There are many ways to measure biodiversity and methods to compare the biodiversity between populations or communities. The simplest two are often considered to be abundance and richness.


Richness is the number of species in a community while abundance is the number of individuals from each species in that community.

Let’s load our ratdat dataset


How can we find abundance within this community?

  • We need to count the number of individuals detected from each species.

Now let’s wrangle our ratdat::complete dataset using dplyr to see the abundances of each species in our community.

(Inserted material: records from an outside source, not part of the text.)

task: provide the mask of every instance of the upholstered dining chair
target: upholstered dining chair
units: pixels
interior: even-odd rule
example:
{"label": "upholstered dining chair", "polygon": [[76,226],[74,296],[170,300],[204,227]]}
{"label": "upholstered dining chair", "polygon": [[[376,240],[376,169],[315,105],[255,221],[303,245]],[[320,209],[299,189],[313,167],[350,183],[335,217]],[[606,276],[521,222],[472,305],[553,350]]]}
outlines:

df <- ratdat::complete %>%
  # Filter out rows with blank cells for species_id
  filter(species_id != "") %>%
  # Subset dataframe by species_id
  group_by(species_id) %>%
  # Count number of rows in each subset, create a new column `abundance`
  summarise(abundance = n()) %>%
  # Put subsets back together
  ungroup() %>%
  # Sort by abundance

Now let’s look at species by plot. Group abundances by both species and plot id. Now our dataframe will be in wide format which is preferred by the packages we will use throughout this lab.

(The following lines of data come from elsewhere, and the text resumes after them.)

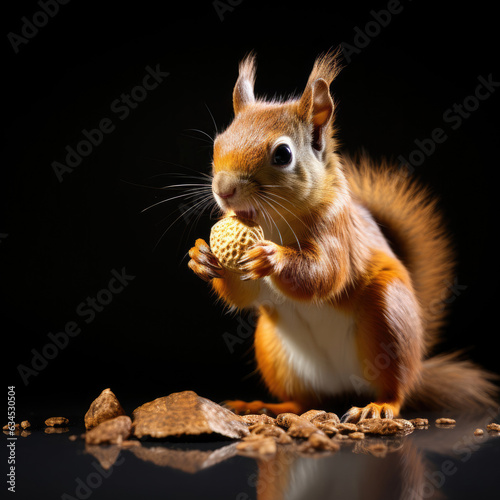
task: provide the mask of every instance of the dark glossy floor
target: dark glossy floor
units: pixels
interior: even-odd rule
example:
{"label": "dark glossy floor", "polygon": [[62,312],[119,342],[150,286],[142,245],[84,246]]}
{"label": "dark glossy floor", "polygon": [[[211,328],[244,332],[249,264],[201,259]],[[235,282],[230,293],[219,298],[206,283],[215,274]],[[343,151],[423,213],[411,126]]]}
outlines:
{"label": "dark glossy floor", "polygon": [[[498,415],[456,417],[446,429],[435,426],[437,416],[404,437],[343,442],[334,454],[311,457],[283,445],[265,460],[238,455],[233,441],[86,447],[69,439],[83,424],[60,434],[35,428],[15,441],[12,498],[500,498],[500,435],[486,431]],[[475,436],[476,428],[484,435]],[[385,449],[371,446],[380,442]]]}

df <- ratdat::complete %>%
  # Filter out rows with blank cells for species_id
  filter(species_id != "") %>%
  # Subset dataframe by species_id
  group_by(species_id, plot_id) %>%
  # Count number of rows in each subset, create a new column `abundance`
  summarise(abundance = n()) %>%
  # Put subsets back together
  ungroup() %>%
  # Convert to wide table, we will cover this again later
  pivot_wider(names_from = species_id, values_from = abundance, values_fill = 0)
Let’s plot for species AB and AH for the first 4 plots

df_AB_AH <- df %>%
  dplyr::select(plot_id, AB, AH) %>%
  filter(plot_id <= 4)

ggplot(data = df_AB_AH, aes(x = AB, y = AH)) +
  geom_text(aes(label = plot_id)) +
  labs(x = "AB", y = "AH", title = "Plot IDs positioned by abundances")


Euclidean Distance

Can you tell by looking at this plot how different the relationship is between these species by site?

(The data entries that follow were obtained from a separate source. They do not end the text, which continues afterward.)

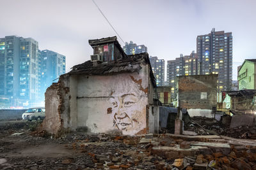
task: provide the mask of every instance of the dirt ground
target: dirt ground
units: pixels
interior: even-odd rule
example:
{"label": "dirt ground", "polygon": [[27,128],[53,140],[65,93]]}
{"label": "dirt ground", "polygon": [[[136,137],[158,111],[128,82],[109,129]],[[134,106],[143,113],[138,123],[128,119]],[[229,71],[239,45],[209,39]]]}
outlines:
{"label": "dirt ground", "polygon": [[253,139],[82,132],[55,139],[40,127],[0,121],[0,169],[256,169]]}

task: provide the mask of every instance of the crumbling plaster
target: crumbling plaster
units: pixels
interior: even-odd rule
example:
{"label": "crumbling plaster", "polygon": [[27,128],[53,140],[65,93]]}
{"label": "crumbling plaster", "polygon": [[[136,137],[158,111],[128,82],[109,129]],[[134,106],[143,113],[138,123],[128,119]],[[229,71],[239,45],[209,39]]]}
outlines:
{"label": "crumbling plaster", "polygon": [[[155,121],[159,122],[159,113],[157,106],[152,108],[154,91],[149,66],[141,66],[139,73],[61,76],[58,83],[61,85],[61,97],[58,96],[61,110],[46,113],[46,120],[49,115],[59,114],[61,124],[49,131],[56,134],[56,131],[77,129],[92,132],[118,130],[124,134],[157,131]],[[51,96],[49,92],[47,90],[46,99]]]}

We can calculate the distance between plots to quantify how different they are. In general, distances in ecology are primarily used to quantify dissimilarity. The first method is calculating the Euclidean distance between points. We just look at this x, y coordinate plot as a map. Therefore, this distance can be calculated with

\[ \sqrt{( x_{1} \ -\ x_{2})^{2} \ +\ ( y_{1} \ -\ y_{2})^{2}} \]

Calculate the Euclidean distance between plots 1 and 3

x <- df_AB_AH$AB[1] - df_AB_AH$AH[1]
y <- df_AB_AH$AB[3] - df_AB_AH$AH[3]

sqrt(x^2 + y^2)
[1] 8

Bray-Curtis/Sørenson Distance

However, this Euclidean distance can quickly focus heavily on more abundant species over rare species. To prevent this by weighing abundant and rare species evenly, we can calculate the abundances between two sites divided by the total abundances at each site. This is called the Bray-Curtis or Sørenson Distance.

\[ \sum \frac{|x_{ai} \ -\ x_{bi} |}{x_{ai} \ +\ x_{bi}} \]

To help us do so, we will introduce you to the currently most popular community ecology package in R, vegan (Oksanen et al. 2022).

The vegdist() function from the vegan package provides Bray-Curtis distance by default for an entire dataset, so we can filter for plot 1 and 3.

df_AB_AH_vegan <- df_AB_AH %>%
  filter(plot_id == 1 | plot_id == 3) %>%
  select(AB, AH)

vegdist(df_AB_AH_vegan, method="bray")
2 0.3076923

Non-metric Multidimensional Scaling

We have focused on pairs of 2 species, but our dataframe has more than 2 columns. Let’s plot 3 columns (species AB, AH, and BA) for 4 plots.

df_AB_AH_BA <- df %>%
  select(plot_id, AB, AH, BA) %>%
  filter(plot_id <= 4)

# Convert to plotly 3D scatter plot
plot_ly(data = df_AB_AH_BA, x = ~AB, y = ~AH, z = ~BA, type = 'scatter3d', mode = 'markers') %>%
  layout(scene = list(xaxis = list(title = 'AB'),
                      yaxis = list(title = 'AH'),
                      zaxis = list(title = 'BA'),
                      camera = list(
                        eye = list(x = 0, y = 0, z = 2.5),
                        up = list(x = 0, y = 1, z = 0)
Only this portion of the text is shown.